Baltimore Sun

Sugar drink tax won’t help

- Ellen Valentino, Annapolis The writer is executive vice president of the Maryland-Delaware-D.C. Beverage Associatio­n.

The Baltimore Sun’s recent editorial regarding taxing sugary drinks (“A healthy tax plan,” Nov. 28) buys into the flawed argument that common grocery items like sweetened teas, sports drinks and sodas are driving obesity and that slapping consumers with a tax will reduce consumptio­n and improve health.

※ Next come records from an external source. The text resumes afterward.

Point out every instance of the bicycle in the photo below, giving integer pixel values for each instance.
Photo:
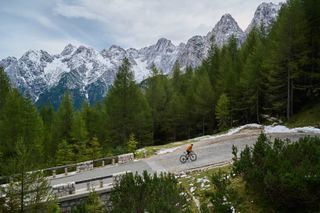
(192, 156)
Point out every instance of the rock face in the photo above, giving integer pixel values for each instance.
(265, 15)
(88, 74)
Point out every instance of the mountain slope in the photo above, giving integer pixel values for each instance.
(88, 74)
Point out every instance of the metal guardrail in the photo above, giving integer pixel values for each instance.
(90, 165)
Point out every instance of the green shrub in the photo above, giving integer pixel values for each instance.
(286, 174)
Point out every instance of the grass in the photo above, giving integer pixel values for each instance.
(247, 201)
(149, 151)
(309, 116)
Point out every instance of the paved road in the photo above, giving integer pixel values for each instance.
(209, 151)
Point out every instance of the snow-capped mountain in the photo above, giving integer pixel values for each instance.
(88, 73)
(264, 16)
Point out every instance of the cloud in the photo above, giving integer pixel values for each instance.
(50, 25)
(138, 23)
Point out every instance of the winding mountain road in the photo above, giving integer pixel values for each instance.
(210, 151)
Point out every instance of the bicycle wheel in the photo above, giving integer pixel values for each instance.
(183, 158)
(193, 156)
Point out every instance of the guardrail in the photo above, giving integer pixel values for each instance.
(61, 190)
(82, 166)
(79, 167)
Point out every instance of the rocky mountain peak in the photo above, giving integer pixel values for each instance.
(68, 50)
(88, 73)
(224, 29)
(163, 44)
(227, 24)
(264, 16)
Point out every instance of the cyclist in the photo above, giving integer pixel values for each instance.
(189, 150)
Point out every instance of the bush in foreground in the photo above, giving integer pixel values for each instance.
(286, 174)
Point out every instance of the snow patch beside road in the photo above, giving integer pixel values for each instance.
(164, 151)
(284, 129)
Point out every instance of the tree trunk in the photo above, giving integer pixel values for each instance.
(257, 110)
(202, 125)
(288, 94)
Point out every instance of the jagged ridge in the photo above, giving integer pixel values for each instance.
(89, 73)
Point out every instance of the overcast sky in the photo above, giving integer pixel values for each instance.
(52, 24)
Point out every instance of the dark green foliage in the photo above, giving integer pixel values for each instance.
(19, 119)
(223, 112)
(127, 110)
(146, 193)
(276, 73)
(286, 174)
(4, 87)
(223, 198)
(27, 191)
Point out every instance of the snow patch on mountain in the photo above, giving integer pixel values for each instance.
(265, 15)
(92, 72)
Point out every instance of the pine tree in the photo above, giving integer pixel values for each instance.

Certainly, there is real concern about sugar consumptio­n and obesity, but to single out one industry is unfair and simply wrong. The reality is that taxing common grocery items has never been shown to improve public health. West Virginia, Arkansas and Chicago have had soda taxes for decades, and they all rank among the highest when it comes to obesity rates. Denmark and Finland abandoned their taxes on foods and beverages with sugar, salt and fat when they found they do not work to improve health.

Calories we get from sugar in beverages have been dropping steadily, down 39 percent since 2000, while at the same time obesity rates have been climbing, 30.5 percent in 2000 to 37.7 percent in 2013-14, according to the Centers for Disease Control and Prevention.

It’s easy to see why. We get only 6 percent of our calories from beverages, according to the National Health and Nutrition Examinatio­n Survey, the same source cited by The Sun’s editorial. The rest comes from food.

So why single out soda for a serious societal problem that needs addressing with real solutions? Because attacking an industry is easy and working together to foster meaningful change is difficult. What works? Helping consumers. Government and industry and public health working together to inform people of the calories in beverages and all foods for that matter and giving them options when it comes to beverages — low- and no-calorie options and smaller portions — to make the right choices for their family.

The people of Maryland don’t need government bureaucrat­s telling us what we can and can’t eat or drink, and we certainly don’t need another tax.